Registrant's telephone number, including area code  (419) 636-3141
                                                   ---------------






Check the appropriate box below if the Form 8-K filing is intended to
simultaneously satisfy the filing obligation of the registrant under any of the
following provisions (see General Instruction A.2. below):

[ ] Written communications pursuant to Rule 425 under the Securities Act (17 CFR
230.425)

[ ] Soliciting material pursuant to Rule 14a-12 under the Exchange Act (17 CFR
240.14a-12)

[ ] Pre-commencement communications pursuant to Rule 14d-2(b) under the Exchange
Act (17 CFR 240.14d-2(b))

[ ] Pre-commencement communications pursuant to Rule 13e-4(c) under the Exchange
Act (17 CFR 240.13e-4(c))



ITEM 2.01 COMPLETION OF ACQUISITION OR DISPOSITION OF ASSETS.

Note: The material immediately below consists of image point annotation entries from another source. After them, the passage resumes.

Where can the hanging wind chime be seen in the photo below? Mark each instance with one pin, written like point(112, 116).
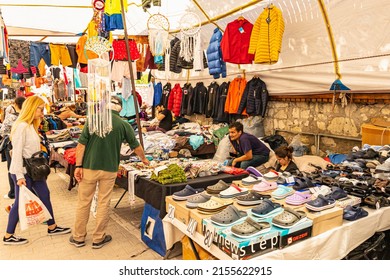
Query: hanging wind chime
point(99, 85)
point(158, 32)
point(190, 41)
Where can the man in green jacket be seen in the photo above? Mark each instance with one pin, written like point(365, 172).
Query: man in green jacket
point(97, 161)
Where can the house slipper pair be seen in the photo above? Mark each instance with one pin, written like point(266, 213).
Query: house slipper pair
point(252, 198)
point(352, 213)
point(250, 228)
point(266, 209)
point(299, 198)
point(282, 192)
point(214, 205)
point(289, 218)
point(376, 202)
point(321, 203)
point(302, 183)
point(228, 216)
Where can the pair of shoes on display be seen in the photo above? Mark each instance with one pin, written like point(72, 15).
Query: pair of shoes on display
point(58, 231)
point(96, 245)
point(15, 240)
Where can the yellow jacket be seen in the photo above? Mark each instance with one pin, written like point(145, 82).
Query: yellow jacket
point(266, 38)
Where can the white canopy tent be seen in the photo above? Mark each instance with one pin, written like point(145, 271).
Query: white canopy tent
point(307, 65)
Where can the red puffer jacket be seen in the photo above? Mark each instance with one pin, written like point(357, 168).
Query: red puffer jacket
point(174, 101)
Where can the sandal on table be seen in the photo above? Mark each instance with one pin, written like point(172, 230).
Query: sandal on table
point(282, 192)
point(266, 209)
point(299, 198)
point(321, 203)
point(214, 205)
point(230, 215)
point(250, 228)
point(252, 198)
point(289, 218)
point(376, 202)
point(352, 213)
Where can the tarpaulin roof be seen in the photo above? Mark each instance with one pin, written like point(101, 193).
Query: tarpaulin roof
point(323, 40)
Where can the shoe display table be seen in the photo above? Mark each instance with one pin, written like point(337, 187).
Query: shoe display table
point(155, 193)
point(333, 244)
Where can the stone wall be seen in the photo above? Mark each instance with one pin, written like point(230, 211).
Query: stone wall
point(316, 118)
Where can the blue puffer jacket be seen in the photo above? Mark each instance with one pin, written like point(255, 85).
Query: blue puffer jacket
point(214, 56)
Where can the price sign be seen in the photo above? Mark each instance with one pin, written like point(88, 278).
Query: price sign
point(171, 212)
point(191, 228)
point(209, 234)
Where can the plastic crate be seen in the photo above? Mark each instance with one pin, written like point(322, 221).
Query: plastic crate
point(374, 248)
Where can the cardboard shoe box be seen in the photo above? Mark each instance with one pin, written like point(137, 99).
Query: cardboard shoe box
point(349, 200)
point(181, 212)
point(325, 220)
point(240, 248)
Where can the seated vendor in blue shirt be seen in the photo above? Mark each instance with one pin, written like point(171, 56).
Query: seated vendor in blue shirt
point(248, 149)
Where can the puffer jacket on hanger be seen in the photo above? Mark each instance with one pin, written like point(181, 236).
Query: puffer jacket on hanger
point(217, 66)
point(174, 101)
point(267, 35)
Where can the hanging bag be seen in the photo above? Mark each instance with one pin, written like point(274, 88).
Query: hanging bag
point(37, 166)
point(31, 209)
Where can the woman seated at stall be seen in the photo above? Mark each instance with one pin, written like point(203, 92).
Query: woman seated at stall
point(68, 112)
point(284, 160)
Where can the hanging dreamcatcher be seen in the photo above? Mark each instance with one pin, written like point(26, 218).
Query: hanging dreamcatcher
point(158, 30)
point(99, 85)
point(190, 36)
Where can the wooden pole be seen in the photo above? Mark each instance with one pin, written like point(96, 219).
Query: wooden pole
point(132, 76)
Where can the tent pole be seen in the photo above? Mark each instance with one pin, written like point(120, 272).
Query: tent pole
point(205, 14)
point(331, 38)
point(132, 76)
point(235, 10)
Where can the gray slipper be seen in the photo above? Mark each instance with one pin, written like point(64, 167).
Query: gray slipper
point(228, 216)
point(250, 228)
point(289, 218)
point(194, 201)
point(217, 188)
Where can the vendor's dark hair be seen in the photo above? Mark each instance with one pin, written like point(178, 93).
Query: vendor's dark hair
point(284, 151)
point(19, 101)
point(238, 126)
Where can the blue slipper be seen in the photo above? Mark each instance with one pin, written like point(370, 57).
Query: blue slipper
point(352, 213)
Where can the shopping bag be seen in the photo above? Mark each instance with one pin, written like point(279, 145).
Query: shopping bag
point(152, 232)
point(31, 209)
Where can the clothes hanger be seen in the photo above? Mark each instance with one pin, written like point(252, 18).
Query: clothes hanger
point(240, 16)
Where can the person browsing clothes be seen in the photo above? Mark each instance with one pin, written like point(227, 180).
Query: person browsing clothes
point(5, 130)
point(25, 142)
point(97, 162)
point(248, 149)
point(284, 160)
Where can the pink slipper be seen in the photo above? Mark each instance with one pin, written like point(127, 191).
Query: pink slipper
point(298, 198)
point(265, 186)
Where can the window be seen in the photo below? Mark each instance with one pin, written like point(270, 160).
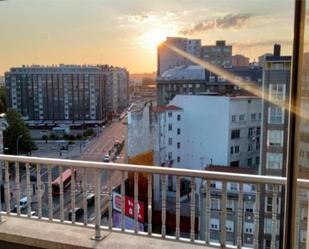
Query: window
point(248, 227)
point(235, 134)
point(275, 138)
point(274, 160)
point(214, 224)
point(170, 155)
point(277, 92)
point(229, 225)
point(215, 204)
point(303, 236)
point(249, 206)
point(230, 205)
point(275, 115)
point(170, 141)
point(241, 117)
point(234, 164)
point(250, 132)
point(221, 79)
point(267, 226)
point(268, 204)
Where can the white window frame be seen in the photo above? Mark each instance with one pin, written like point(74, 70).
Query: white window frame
point(272, 119)
point(275, 138)
point(275, 93)
point(274, 160)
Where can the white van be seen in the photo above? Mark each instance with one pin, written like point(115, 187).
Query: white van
point(23, 203)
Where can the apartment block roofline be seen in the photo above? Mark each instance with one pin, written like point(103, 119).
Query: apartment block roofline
point(158, 109)
point(229, 169)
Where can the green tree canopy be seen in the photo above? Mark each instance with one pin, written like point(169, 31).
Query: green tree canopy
point(16, 127)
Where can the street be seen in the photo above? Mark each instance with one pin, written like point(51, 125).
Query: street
point(94, 150)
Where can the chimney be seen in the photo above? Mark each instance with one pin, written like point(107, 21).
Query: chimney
point(277, 50)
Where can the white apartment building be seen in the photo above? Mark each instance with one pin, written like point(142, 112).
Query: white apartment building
point(167, 58)
point(216, 130)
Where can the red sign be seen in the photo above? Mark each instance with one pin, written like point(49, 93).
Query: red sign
point(129, 206)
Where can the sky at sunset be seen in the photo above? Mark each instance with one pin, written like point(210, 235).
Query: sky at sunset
point(127, 32)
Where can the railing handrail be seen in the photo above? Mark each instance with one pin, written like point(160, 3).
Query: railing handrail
point(211, 175)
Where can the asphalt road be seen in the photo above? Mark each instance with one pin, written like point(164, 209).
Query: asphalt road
point(93, 151)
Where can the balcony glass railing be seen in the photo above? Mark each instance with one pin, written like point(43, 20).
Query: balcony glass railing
point(214, 208)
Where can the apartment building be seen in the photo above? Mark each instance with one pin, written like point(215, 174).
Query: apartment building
point(64, 92)
point(67, 92)
point(194, 79)
point(167, 58)
point(219, 54)
point(276, 85)
point(117, 89)
point(239, 60)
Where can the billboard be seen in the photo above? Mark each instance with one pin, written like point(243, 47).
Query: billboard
point(129, 222)
point(129, 206)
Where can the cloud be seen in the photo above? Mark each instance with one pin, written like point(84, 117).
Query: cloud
point(136, 18)
point(225, 22)
point(264, 43)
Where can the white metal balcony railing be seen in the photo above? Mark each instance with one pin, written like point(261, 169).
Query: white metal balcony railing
point(83, 169)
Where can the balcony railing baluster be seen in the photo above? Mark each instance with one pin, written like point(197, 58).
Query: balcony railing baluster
point(97, 205)
point(7, 189)
point(240, 216)
point(136, 202)
point(110, 200)
point(177, 207)
point(239, 239)
point(297, 219)
point(28, 189)
point(257, 217)
point(207, 214)
point(73, 195)
point(50, 192)
point(84, 189)
point(122, 200)
point(192, 209)
point(223, 216)
point(17, 178)
point(149, 204)
point(274, 217)
point(39, 189)
point(163, 229)
point(61, 194)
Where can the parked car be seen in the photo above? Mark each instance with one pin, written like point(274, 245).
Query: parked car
point(90, 199)
point(23, 203)
point(33, 177)
point(106, 158)
point(34, 213)
point(78, 212)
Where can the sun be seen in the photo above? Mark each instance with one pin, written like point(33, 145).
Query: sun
point(153, 38)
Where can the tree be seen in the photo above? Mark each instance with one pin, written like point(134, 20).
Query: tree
point(2, 100)
point(16, 127)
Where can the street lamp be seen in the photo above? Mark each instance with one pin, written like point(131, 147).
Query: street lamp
point(17, 140)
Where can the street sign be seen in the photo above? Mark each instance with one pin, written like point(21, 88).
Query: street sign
point(129, 206)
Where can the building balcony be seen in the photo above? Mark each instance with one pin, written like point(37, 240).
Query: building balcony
point(126, 206)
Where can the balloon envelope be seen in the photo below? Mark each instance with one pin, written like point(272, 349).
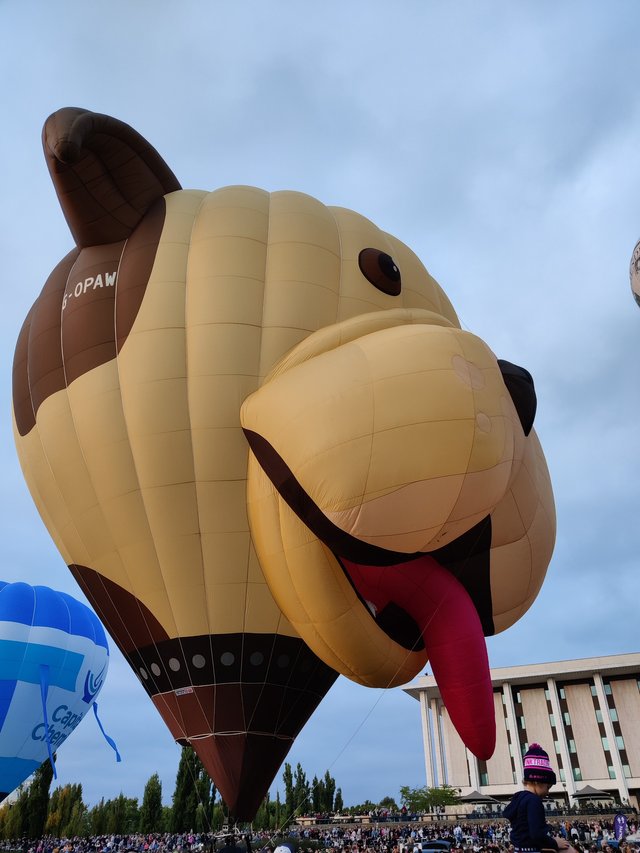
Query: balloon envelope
point(268, 453)
point(49, 642)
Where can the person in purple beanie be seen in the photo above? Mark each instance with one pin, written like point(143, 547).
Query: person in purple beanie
point(525, 812)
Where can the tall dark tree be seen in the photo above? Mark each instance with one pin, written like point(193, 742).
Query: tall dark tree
point(193, 796)
point(301, 791)
point(289, 807)
point(66, 810)
point(16, 826)
point(317, 794)
point(338, 805)
point(98, 818)
point(38, 800)
point(151, 808)
point(329, 790)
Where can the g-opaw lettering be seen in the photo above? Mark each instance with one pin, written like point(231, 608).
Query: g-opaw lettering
point(90, 283)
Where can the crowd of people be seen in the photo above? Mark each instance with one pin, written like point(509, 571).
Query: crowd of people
point(378, 837)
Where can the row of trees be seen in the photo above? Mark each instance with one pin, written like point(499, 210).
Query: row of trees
point(195, 805)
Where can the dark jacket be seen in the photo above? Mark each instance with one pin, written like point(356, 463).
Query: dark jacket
point(529, 828)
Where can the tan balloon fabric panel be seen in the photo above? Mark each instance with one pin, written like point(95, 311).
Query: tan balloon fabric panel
point(524, 536)
point(425, 431)
point(310, 586)
point(302, 276)
point(152, 374)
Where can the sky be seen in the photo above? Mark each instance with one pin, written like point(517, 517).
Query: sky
point(499, 140)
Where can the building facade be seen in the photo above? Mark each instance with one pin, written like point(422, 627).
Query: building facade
point(585, 713)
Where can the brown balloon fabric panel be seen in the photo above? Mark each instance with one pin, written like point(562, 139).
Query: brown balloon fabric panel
point(184, 316)
point(38, 370)
point(105, 174)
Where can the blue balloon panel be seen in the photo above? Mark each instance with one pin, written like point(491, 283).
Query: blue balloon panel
point(52, 648)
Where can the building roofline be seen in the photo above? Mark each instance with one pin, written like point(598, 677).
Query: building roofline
point(572, 670)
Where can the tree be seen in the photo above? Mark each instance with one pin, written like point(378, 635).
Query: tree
point(38, 800)
point(151, 808)
point(338, 805)
point(317, 794)
point(194, 794)
point(287, 778)
point(16, 825)
point(66, 810)
point(301, 791)
point(329, 793)
point(388, 803)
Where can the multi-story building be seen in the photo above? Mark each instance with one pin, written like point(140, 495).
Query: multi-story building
point(585, 713)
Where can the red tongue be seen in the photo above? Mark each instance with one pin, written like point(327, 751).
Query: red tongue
point(452, 635)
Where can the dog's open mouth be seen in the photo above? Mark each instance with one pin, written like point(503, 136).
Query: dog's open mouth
point(439, 602)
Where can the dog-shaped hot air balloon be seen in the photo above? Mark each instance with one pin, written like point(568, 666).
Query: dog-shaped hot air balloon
point(254, 428)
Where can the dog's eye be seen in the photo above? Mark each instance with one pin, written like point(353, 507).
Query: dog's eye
point(381, 270)
point(520, 386)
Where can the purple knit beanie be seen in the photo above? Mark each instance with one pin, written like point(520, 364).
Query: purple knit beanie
point(537, 767)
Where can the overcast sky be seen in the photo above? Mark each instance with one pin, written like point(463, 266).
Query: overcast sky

The Ohio Art Company (the "Company") sold substantially all of the assets of its
Strydel Diversified Products ("Strydel") division to May and Scofield, LLC
("Buyer") pursuant to an Asset Purchase Agreement dated November 29, 2004, as
amended, among Buyer, M&S Ohio Real Estate Holdings, LLC, a Michigan limited
liability company, Strydel and the Company. The sale was completed on April 5,
2005 but is deemed effective as of April 1, 2005. The cash amount of the
purchase price for the sale was $1,978,327.60. The Company agreed to retain
certain liabilities of Strydel incurred prior to the closing of the sale with
certain exceptions.


ITEM 9.01.FINANCIAL STATEMENTS AND EXHIBITS.

(b) Pro Forma Financial Information. The Company will file any pro forma
financial information required by Item 9.01(b) of Form 8-K under the cover of
Form 8-K/A, as required by the SEC, as soon as practicable but in no event later
than 71 days after the date hereof.

(c) THE FOLLOWING EXHIBITS ARE INCLUDED WITH THIS REPORT:

Exhibit 2.1 Purchase Agreement, dated as of November 29, 2004, among Buyer, M&S
Ohio Real Estate Holdings, LLC, a Michigan limited liability company, Strydel
and the Company (Exhibit 2 to the Company's Form 10-Q for the quarter ended
October 31, 2004 is incorporated herein by reference).*

Exhibit 2.2 First Amendment to Purchase Agreement, dated March 30, 2004, by and
among Buyer, M&S Ohio Real Estate Holdings, LLC, a Michigan limited liability
company, Strydel and the Company.*

* Pursuant to Item 601(b) of Regulation S-K, certain Exhibits and Schedules have
been omitted from this Agreement. The registrant will furnish a copy of any
omitted Exhibit and Schedule to the Commission upon request.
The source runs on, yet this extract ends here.